MORE@DIAG - Speakers: Tommaso Colombo; Ludovica Maccarrone
Speaker: Tommaso Colombo
Title: Recurrent Neural Networks: why do LSTM networks perform so well in time series prediction?
(Joint work with: Alberto De Santis, Stefano Lucidi)
Long Short-Term Memory (LSTM) networks are a broadly-used and very well-known variant of Recurrent Neural Networks, heavily employed, e.g., in time series forecasting and natural language processing. Deep learning has been revolutionary in many fields for the last two decades (e.g., image recognition, natural language processing, ...) thanks to the continuous increase in computing speed and capacity. To train deep learning machines, one needs to solve complex, highly nonlinear and large-scale optimization problems, but this notwithstanding few authors studied the theoretical properties of such problems. Based on their structure, Recurrent Neural Networks are naturally the most suitable to solve a time series forecasting problem, but their training leads to one of the most difficult optimization problems in Deep Learning. This difficulty is strictly tied to the vanishing gradients problem that arises when trying to latch information for a long time period.
There exist two main approaches to overcome these training issues: a structural one (e.g., LSTM and other memory-based networks) and an algorithmic one (e.g., gradient truncation, …). The most effective, recent approaches usually employ a combination of the two, i.e. a structure tailored to the problem and an optimization algorithm tailored to the structure at hand.
Speaker: Ludovica Maccarrone
Title: A new grey-box approach to solve the workforce scheduling problem in complex manufacturing and logistic contexts
(Joint work with Stefano Lucidi)
We present a new approach to solve the workforce scheduling problem in complex applicative contexts such as manufacturing and logistic processes.
We consider systems where one or more workloads require to be sequentially processed in different areas by different types of operators exclusively characterized by their skills. We assume the request of such skills is not fixed and may be varied in order to match the time/cost objectives of the organization. Furthermore, due to the complexity of the considered processes, we suppose it is not possible to derive an analytic expression linking the number of resources of different types working on an activity to the time to complete it. For this reason, a set of ad hoc simulators can be employed and their outputs are parameters of our formulation.
Typical issues arising in workforce management applications are related to the need of minimizing the labor cost while meeting deadlines and industrial plans.
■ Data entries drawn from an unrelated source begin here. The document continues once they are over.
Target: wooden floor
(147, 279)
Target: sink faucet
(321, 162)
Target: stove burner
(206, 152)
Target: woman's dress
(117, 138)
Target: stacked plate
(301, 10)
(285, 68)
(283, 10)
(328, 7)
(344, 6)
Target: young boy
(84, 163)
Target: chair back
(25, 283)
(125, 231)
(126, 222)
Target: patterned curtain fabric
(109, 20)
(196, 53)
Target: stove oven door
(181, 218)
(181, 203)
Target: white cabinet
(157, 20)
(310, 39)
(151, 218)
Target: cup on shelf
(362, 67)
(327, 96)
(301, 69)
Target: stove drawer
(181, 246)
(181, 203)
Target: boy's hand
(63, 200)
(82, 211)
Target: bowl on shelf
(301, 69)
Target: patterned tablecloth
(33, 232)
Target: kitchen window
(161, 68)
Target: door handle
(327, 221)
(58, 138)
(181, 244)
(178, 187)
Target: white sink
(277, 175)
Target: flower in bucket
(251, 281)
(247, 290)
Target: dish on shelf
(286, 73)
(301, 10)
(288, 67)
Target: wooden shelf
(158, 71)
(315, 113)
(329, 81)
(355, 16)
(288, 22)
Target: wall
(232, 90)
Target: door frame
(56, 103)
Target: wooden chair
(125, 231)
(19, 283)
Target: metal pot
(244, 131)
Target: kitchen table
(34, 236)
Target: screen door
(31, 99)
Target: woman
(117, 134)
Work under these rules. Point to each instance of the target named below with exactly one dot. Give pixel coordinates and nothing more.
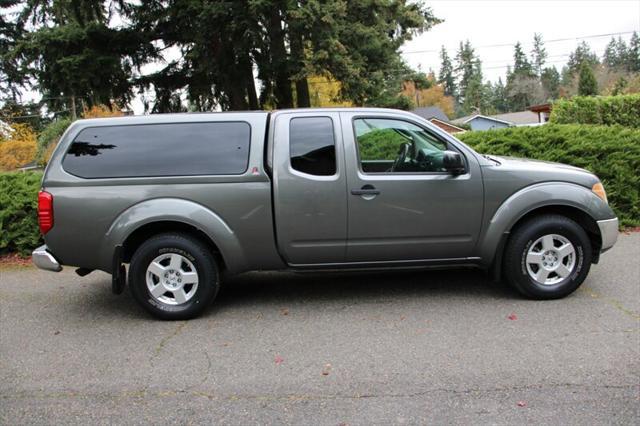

These resource/time trade-offs are even more complex under our assumptions due to the presence of simulators which natively split the problem into two sequential sub-problems. Our strategy addresses these difficulties through a decomposition approach which allows to model the problem as a grey-box optimization problem combining a new scheduling formulation with the simulation of some complex manufacturing and logistic processes.